There’s a big window in the Smith Field House that overlooks the courtyard-type area by the RB. I sit up there on a couch with my loves after aerobics while we’re waitin for Family Life to start. It’s a great time to read or write or just breathe and de-sweat your raunch-nast-aerobics self. (One time Tyler Yates walked by, personally witnessing the lyndsi-shae-raunch-nast-aerobics experience. I was almost embarrassed, but, knowing that I have surely not fooled anyone into thinking that I am the victim of perpetual glamour, I got over it pretty fast.) I was writing up there two Thursdays ago when a big group of Samoan boys walked by underneath. Oh the distraction. They were just GLORIOUSLY MANLY. Havvvvve Mercy.


Some words get on my nerves. Example. Chloe. It’s a pretty cute name to say, but annoying to read. The type of annoying that’s not too overbearing, but just agitating enough to be absolutely obnoxious. I mean c-h-l-o-e… are you serious? Something in there should tap you on the shoulder and say “Hey, I’m two syllables… just so ya know. K thanks.” Honestly. It makes me crazy.

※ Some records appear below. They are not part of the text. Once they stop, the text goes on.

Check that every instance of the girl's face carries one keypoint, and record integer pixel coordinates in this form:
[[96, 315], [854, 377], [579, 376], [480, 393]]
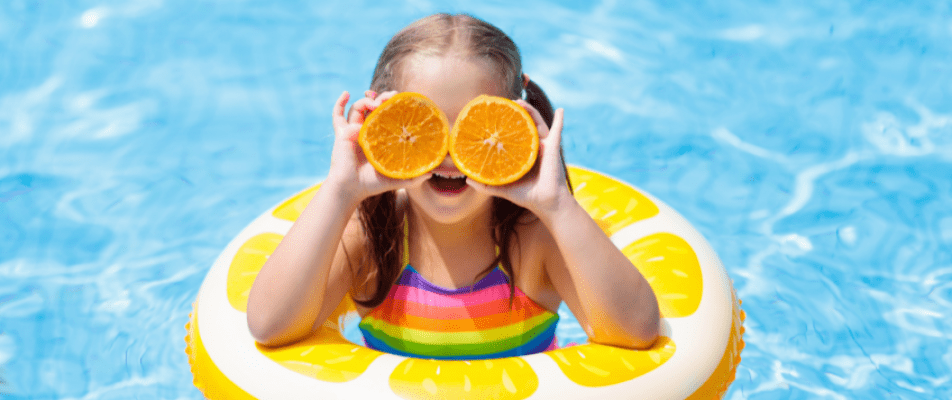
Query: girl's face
[[451, 82]]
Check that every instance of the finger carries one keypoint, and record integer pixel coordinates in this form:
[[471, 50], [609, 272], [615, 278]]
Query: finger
[[382, 97], [555, 134], [338, 112], [359, 111], [541, 126]]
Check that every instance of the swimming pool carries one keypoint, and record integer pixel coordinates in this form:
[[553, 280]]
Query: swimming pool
[[811, 144]]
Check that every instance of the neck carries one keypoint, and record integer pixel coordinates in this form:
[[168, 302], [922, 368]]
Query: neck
[[472, 230], [451, 254]]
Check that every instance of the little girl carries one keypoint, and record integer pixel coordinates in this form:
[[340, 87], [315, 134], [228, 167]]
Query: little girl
[[441, 266]]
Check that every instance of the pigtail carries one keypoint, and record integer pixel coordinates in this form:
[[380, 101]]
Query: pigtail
[[383, 229], [537, 98]]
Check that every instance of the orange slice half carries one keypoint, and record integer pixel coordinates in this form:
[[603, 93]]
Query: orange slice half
[[494, 140], [405, 137]]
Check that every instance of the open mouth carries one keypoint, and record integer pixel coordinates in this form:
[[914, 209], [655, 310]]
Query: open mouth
[[446, 184]]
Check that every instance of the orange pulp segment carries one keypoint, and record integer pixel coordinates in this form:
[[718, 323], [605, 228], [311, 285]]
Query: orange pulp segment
[[494, 141], [405, 137]]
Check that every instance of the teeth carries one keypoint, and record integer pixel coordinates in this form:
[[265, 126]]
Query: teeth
[[447, 176]]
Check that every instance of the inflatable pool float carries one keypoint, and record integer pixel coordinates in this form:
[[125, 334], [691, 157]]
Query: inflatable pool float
[[695, 357]]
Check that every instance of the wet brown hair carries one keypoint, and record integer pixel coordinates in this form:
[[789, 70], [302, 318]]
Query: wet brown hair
[[439, 35]]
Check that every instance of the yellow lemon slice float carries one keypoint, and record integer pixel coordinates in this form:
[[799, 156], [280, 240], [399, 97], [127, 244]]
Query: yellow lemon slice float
[[684, 273]]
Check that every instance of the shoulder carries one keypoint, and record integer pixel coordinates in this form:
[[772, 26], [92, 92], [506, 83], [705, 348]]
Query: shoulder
[[536, 249], [533, 234]]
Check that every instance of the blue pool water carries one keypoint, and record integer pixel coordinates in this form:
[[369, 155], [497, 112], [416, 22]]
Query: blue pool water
[[810, 143]]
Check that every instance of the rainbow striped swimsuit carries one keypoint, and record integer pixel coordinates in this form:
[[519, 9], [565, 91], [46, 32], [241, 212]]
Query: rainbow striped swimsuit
[[420, 319]]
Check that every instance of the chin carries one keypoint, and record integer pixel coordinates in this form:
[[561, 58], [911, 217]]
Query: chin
[[448, 207]]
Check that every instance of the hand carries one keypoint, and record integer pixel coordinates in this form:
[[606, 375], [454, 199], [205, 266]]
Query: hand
[[543, 189], [355, 177]]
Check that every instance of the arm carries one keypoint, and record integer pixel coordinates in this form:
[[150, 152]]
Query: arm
[[307, 275], [611, 299]]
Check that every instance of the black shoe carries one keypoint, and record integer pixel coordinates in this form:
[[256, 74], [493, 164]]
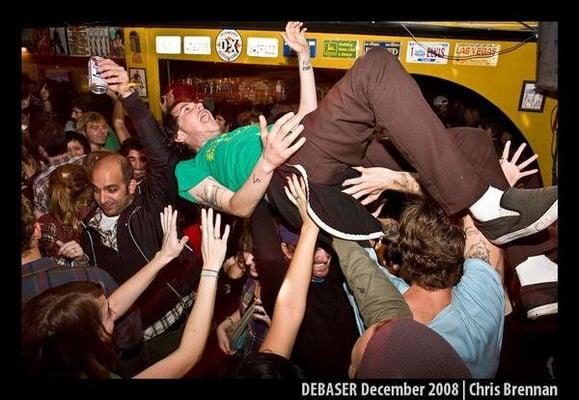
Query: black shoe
[[537, 208]]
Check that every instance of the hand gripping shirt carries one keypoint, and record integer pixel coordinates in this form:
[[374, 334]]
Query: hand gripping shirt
[[228, 158]]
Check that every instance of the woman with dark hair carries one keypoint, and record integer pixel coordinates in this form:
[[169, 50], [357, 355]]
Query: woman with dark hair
[[66, 331], [76, 144], [243, 331], [70, 200], [272, 360]]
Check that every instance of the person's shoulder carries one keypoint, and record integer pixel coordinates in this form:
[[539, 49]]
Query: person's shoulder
[[479, 274], [38, 266]]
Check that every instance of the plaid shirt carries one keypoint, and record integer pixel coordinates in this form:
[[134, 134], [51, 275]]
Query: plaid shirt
[[44, 273], [170, 318], [40, 186]]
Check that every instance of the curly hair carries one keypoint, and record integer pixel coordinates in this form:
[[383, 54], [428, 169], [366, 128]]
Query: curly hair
[[63, 335], [70, 191], [431, 244], [28, 222]]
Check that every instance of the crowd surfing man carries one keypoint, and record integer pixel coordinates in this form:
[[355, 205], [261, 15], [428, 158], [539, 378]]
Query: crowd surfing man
[[234, 171]]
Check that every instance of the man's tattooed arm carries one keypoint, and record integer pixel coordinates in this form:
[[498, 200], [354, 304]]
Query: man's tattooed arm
[[210, 194], [478, 249], [407, 182]]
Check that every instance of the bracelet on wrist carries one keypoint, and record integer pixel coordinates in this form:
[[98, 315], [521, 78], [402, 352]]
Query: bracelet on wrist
[[209, 273]]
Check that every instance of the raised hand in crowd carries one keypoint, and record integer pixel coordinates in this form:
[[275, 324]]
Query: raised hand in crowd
[[512, 171], [277, 143]]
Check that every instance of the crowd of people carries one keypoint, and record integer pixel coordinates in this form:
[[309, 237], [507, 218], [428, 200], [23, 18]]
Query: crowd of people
[[368, 239]]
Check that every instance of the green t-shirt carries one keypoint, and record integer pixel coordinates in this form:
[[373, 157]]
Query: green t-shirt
[[228, 158]]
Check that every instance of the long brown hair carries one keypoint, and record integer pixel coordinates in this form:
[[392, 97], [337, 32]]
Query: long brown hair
[[70, 191], [63, 335]]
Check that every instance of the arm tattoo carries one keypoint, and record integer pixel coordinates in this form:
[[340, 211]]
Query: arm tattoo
[[210, 196], [408, 184], [478, 250]]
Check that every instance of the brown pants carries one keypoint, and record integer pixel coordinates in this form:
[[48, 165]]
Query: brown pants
[[377, 94]]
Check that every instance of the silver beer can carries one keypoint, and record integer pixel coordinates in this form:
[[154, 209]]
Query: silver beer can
[[96, 84]]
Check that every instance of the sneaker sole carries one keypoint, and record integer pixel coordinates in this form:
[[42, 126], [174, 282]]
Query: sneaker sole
[[547, 309], [547, 219]]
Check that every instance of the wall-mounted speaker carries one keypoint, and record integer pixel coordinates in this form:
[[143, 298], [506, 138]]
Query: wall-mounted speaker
[[548, 58]]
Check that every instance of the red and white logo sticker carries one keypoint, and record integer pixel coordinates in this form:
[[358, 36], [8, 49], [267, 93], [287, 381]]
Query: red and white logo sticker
[[229, 45]]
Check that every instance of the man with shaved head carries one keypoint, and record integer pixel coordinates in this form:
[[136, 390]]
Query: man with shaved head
[[123, 233]]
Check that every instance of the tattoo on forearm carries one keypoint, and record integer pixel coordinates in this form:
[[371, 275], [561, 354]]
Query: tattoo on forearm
[[478, 250], [210, 196]]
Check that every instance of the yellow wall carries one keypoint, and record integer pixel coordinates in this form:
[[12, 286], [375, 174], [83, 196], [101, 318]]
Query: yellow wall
[[500, 84]]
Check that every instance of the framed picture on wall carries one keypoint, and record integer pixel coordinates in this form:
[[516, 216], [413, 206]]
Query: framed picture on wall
[[531, 99], [138, 76]]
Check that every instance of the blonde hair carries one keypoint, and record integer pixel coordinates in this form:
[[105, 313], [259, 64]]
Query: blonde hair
[[87, 118], [70, 191]]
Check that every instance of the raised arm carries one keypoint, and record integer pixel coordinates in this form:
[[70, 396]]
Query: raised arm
[[373, 181], [294, 37], [513, 171], [124, 297], [161, 182], [213, 247], [119, 125], [277, 148], [290, 304]]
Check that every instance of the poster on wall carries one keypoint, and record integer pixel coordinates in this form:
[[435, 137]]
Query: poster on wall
[[139, 78], [117, 42], [531, 99], [58, 41], [98, 38], [78, 41]]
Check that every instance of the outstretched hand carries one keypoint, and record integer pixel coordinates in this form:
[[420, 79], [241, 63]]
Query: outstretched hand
[[213, 244], [296, 193], [171, 246], [116, 76], [512, 171], [277, 143], [368, 186], [294, 37]]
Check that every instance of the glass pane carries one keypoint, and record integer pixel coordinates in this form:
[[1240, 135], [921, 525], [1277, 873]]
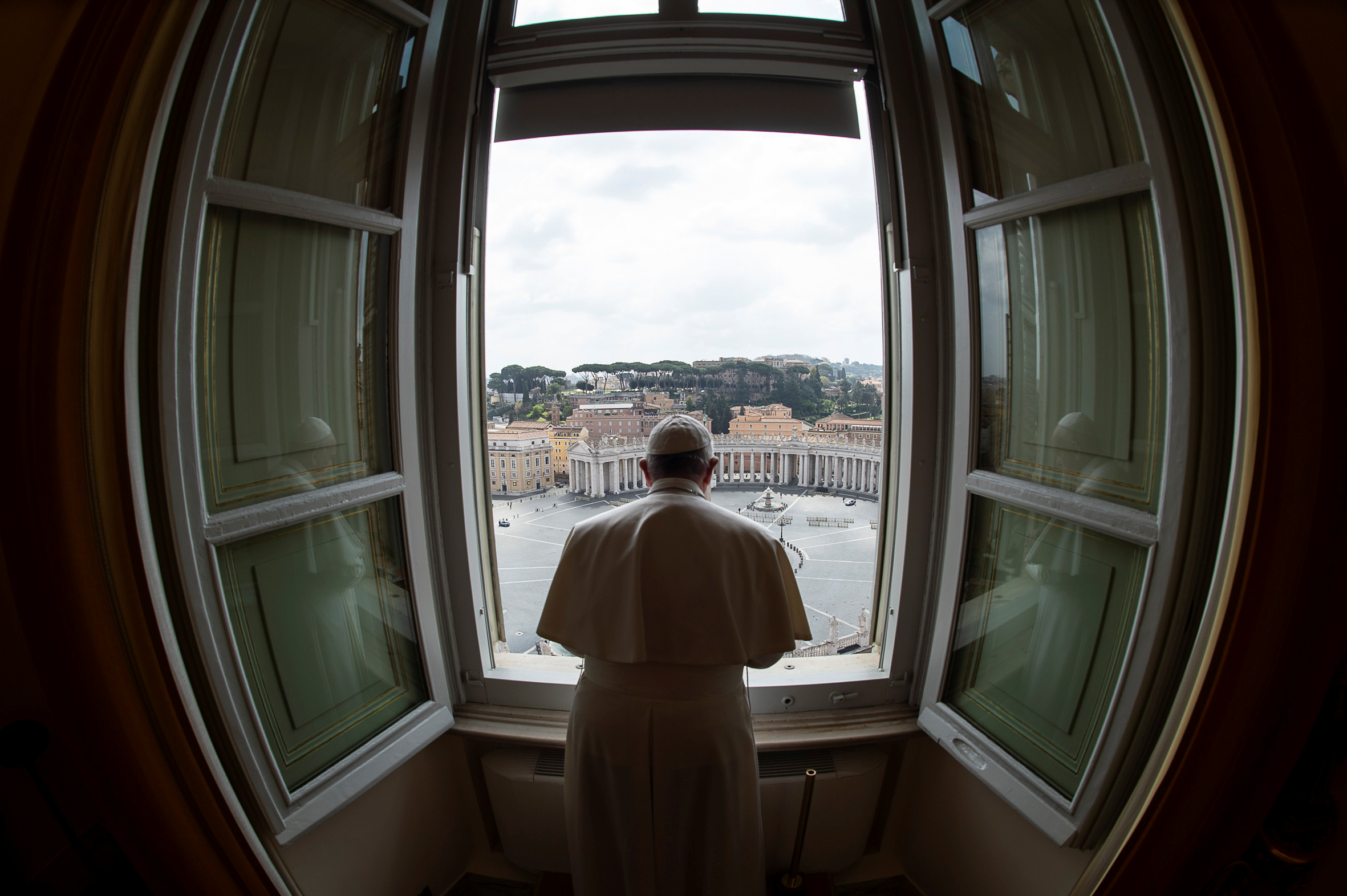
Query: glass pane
[[315, 101], [1043, 626], [294, 356], [324, 624], [535, 11], [1073, 350], [830, 10], [1040, 95]]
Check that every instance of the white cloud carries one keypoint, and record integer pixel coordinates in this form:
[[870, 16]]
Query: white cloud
[[680, 245]]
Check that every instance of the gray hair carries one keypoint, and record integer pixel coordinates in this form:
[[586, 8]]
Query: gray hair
[[686, 463]]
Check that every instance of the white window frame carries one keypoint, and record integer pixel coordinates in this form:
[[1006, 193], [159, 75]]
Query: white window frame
[[1067, 821], [291, 812]]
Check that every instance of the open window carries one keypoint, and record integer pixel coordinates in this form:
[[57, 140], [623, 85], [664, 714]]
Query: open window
[[575, 151], [1085, 402], [1044, 483], [291, 457]]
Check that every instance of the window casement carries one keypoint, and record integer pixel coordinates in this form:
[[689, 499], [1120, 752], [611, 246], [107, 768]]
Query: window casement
[[740, 72], [291, 451], [1093, 393]]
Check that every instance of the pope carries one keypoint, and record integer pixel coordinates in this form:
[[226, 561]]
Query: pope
[[668, 599]]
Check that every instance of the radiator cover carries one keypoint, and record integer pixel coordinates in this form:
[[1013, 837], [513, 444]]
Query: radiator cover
[[526, 792]]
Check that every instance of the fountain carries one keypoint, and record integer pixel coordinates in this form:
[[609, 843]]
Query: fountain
[[768, 501]]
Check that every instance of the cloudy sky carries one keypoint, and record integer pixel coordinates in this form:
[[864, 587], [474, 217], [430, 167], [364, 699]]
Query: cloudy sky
[[686, 245]]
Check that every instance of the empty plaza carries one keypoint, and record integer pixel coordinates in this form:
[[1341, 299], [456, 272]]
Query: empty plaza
[[834, 565]]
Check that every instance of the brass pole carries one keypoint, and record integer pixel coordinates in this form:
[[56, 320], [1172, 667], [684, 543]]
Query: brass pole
[[793, 879]]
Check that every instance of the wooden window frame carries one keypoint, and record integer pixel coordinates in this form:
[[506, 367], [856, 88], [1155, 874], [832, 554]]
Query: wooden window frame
[[291, 812], [1170, 590]]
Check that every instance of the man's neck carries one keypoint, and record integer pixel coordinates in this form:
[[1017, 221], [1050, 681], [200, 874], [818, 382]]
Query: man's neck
[[679, 482]]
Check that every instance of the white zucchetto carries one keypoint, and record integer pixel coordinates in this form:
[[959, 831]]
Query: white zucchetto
[[676, 435]]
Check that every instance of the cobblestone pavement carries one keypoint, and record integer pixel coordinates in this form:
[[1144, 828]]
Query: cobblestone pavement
[[834, 567]]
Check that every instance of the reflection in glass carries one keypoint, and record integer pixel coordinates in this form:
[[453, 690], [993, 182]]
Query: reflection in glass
[[1043, 626], [1040, 95], [1073, 350], [294, 356], [830, 10], [322, 617], [535, 11], [315, 101]]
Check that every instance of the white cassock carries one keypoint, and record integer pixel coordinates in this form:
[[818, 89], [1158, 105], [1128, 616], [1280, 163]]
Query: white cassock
[[667, 599]]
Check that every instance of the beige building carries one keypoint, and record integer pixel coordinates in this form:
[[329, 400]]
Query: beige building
[[562, 441], [519, 459], [775, 419], [842, 423], [660, 400]]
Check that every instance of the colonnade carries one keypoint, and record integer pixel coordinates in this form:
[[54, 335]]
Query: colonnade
[[597, 476], [608, 465], [802, 467]]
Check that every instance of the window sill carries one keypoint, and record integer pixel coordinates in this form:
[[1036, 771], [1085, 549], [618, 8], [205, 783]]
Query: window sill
[[771, 731]]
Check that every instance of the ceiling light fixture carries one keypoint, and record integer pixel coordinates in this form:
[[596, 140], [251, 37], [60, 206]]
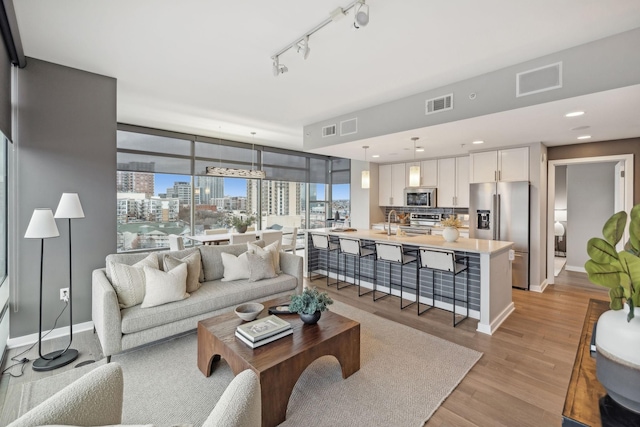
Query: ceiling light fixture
[[361, 14], [301, 44], [365, 173], [414, 170], [574, 114]]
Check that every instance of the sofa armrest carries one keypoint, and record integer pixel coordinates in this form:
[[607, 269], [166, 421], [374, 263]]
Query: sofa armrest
[[94, 399], [292, 265], [105, 313]]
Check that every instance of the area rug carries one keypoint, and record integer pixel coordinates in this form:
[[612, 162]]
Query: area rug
[[404, 376]]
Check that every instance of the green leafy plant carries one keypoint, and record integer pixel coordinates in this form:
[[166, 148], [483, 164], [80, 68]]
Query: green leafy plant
[[618, 271], [451, 221], [310, 301]]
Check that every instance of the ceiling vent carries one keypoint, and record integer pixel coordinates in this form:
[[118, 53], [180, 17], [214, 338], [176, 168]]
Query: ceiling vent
[[329, 131], [538, 80], [348, 127], [441, 103]]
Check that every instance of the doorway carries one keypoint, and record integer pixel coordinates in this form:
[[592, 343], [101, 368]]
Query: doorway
[[622, 197]]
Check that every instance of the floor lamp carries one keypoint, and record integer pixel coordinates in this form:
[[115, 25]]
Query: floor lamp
[[43, 226]]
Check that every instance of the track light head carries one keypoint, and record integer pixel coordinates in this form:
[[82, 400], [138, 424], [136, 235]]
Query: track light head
[[361, 14], [278, 68]]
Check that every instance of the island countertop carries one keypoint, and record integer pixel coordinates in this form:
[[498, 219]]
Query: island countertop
[[480, 246]]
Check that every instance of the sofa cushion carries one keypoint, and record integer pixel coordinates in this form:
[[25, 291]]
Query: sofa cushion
[[128, 280], [194, 268], [162, 287], [213, 295], [212, 260], [235, 267], [260, 266]]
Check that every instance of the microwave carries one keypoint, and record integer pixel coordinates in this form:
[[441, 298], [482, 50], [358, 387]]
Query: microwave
[[420, 196]]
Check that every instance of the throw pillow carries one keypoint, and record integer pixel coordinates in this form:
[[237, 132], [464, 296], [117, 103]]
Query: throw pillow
[[128, 280], [235, 268], [162, 287], [194, 266], [260, 267], [273, 249]]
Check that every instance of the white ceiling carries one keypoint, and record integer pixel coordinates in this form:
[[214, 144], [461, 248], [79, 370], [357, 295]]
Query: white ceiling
[[204, 67]]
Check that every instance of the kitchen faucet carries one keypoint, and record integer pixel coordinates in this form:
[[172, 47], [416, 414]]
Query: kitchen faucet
[[395, 214]]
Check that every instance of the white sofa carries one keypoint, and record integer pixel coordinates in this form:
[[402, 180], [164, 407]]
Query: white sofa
[[121, 329], [96, 399]]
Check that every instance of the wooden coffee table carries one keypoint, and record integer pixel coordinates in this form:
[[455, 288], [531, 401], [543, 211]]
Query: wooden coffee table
[[279, 364]]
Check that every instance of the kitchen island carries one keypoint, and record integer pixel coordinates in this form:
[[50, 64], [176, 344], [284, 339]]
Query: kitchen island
[[489, 295]]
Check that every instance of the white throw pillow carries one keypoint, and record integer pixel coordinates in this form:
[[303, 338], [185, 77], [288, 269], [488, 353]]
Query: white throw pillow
[[235, 268], [273, 249], [162, 287], [194, 266], [128, 280]]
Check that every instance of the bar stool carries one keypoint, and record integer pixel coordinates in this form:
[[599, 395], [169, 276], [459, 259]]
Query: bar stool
[[393, 253], [446, 261], [322, 243], [352, 247]]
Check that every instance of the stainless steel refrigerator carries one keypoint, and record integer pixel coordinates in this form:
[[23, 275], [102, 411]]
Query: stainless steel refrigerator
[[500, 211]]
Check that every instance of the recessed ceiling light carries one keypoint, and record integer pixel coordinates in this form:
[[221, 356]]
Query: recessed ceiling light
[[574, 114]]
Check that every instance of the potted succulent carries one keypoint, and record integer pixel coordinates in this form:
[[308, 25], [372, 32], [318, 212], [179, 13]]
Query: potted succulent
[[617, 343], [310, 304], [451, 225], [240, 222]]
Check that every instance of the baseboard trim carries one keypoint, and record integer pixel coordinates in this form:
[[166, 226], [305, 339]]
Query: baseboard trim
[[55, 333]]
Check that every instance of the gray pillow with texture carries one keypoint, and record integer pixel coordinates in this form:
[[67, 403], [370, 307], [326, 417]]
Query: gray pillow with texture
[[260, 266]]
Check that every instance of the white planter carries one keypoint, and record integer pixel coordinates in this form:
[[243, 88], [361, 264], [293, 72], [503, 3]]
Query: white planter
[[618, 358], [450, 234]]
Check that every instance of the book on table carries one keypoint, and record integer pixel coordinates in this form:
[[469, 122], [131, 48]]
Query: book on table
[[264, 341], [260, 329]]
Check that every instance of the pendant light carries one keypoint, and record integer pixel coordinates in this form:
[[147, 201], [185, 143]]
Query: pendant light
[[414, 170], [365, 173]]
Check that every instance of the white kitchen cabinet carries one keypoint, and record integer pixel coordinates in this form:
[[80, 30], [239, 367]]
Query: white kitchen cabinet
[[511, 164], [391, 185], [453, 182]]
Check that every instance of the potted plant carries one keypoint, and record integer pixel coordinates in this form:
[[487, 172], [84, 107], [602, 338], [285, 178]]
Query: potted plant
[[450, 232], [618, 330], [241, 223], [310, 304]]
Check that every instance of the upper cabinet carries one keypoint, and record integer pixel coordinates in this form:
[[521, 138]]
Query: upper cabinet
[[453, 182], [428, 173], [391, 185], [511, 164]]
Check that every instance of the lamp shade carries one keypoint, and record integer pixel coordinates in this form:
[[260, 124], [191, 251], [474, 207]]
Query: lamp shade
[[69, 206], [42, 225]]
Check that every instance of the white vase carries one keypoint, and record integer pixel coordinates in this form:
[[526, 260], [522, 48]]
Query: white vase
[[618, 358], [450, 234]]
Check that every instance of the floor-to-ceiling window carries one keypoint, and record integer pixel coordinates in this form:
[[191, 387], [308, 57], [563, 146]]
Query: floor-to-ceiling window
[[163, 187]]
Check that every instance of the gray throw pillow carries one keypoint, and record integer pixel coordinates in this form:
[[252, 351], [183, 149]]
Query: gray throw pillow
[[260, 266]]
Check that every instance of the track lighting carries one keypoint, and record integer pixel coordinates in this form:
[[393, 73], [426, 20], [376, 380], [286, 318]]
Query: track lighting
[[361, 14], [278, 68], [303, 46]]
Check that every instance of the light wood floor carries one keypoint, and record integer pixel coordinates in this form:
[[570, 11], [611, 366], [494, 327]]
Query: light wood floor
[[521, 379]]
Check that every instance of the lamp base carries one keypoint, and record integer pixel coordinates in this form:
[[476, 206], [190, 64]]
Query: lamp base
[[48, 365]]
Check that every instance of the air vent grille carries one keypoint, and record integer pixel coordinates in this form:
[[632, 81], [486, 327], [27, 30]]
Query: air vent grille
[[441, 103], [539, 80], [329, 131], [349, 127]]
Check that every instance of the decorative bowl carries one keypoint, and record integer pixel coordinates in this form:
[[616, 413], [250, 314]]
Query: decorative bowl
[[249, 311]]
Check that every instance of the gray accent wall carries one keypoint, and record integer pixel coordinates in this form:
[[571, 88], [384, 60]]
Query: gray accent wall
[[65, 141], [590, 203]]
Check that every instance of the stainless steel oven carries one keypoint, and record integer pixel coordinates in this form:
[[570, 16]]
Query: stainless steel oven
[[420, 196]]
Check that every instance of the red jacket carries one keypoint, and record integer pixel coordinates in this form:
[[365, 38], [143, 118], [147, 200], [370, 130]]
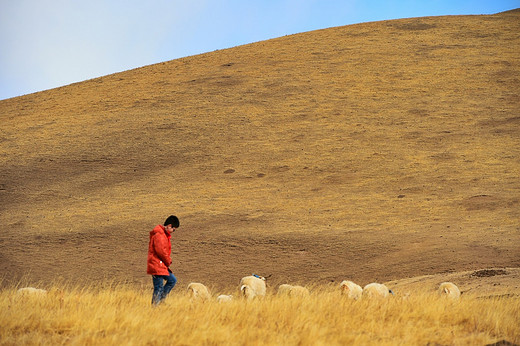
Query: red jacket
[[159, 250]]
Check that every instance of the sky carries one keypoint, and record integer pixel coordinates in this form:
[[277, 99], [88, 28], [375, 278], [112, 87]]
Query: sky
[[45, 44]]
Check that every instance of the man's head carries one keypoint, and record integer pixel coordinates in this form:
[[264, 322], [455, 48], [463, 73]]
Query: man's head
[[173, 221]]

Guess what?! The other day I was walking home from class. As I cut across the street, a boy passed in front of me. He was wearing a black t-shirt and bright blue pants. He also had those shoes with the fat tongues that poke up bravely above ankle-level. It was just BAM enough to make him unique looking, but not so much as to overpower the entire campus with some kind of arrogant sauntering implication. Without thinking I look at him and said “Alas I am truly in love.” Luckily, I‘m pretty sure I only said that in my head. And the biggest deal is… he had bleach-blonde hair! Yeah! Hellooo? Progressionnnn!!! I am getting so much better.

Today my Stephy Jay was making wheat bread. I’m talkin standing over a kitchen table covered in flour, kneading dough. Her hair was all loose around her shoulders, kinda curly. Her face was focused and kind. She was singing in and out of different country songs….
Who would not want that woman?! I feel that way about all my loves.
I often find myself wishing I could save our moments and show them to strangers.


L y n d s i S h a e

1 comment:

siovhan said...

I love that new hat of yours

I love bleach blonde kids. In fact, I've always dreamed of having SUPER blonde, blue eyed, gorgeous babies. Seriously. That might be part of the reason I love my lunch date boy.

Okay, along the lines of your Chloe thing--there is a baseball player named Chone (pronounced Shawn). It makes my head go all fuzzy.

I want to be Stephy J when I grow up.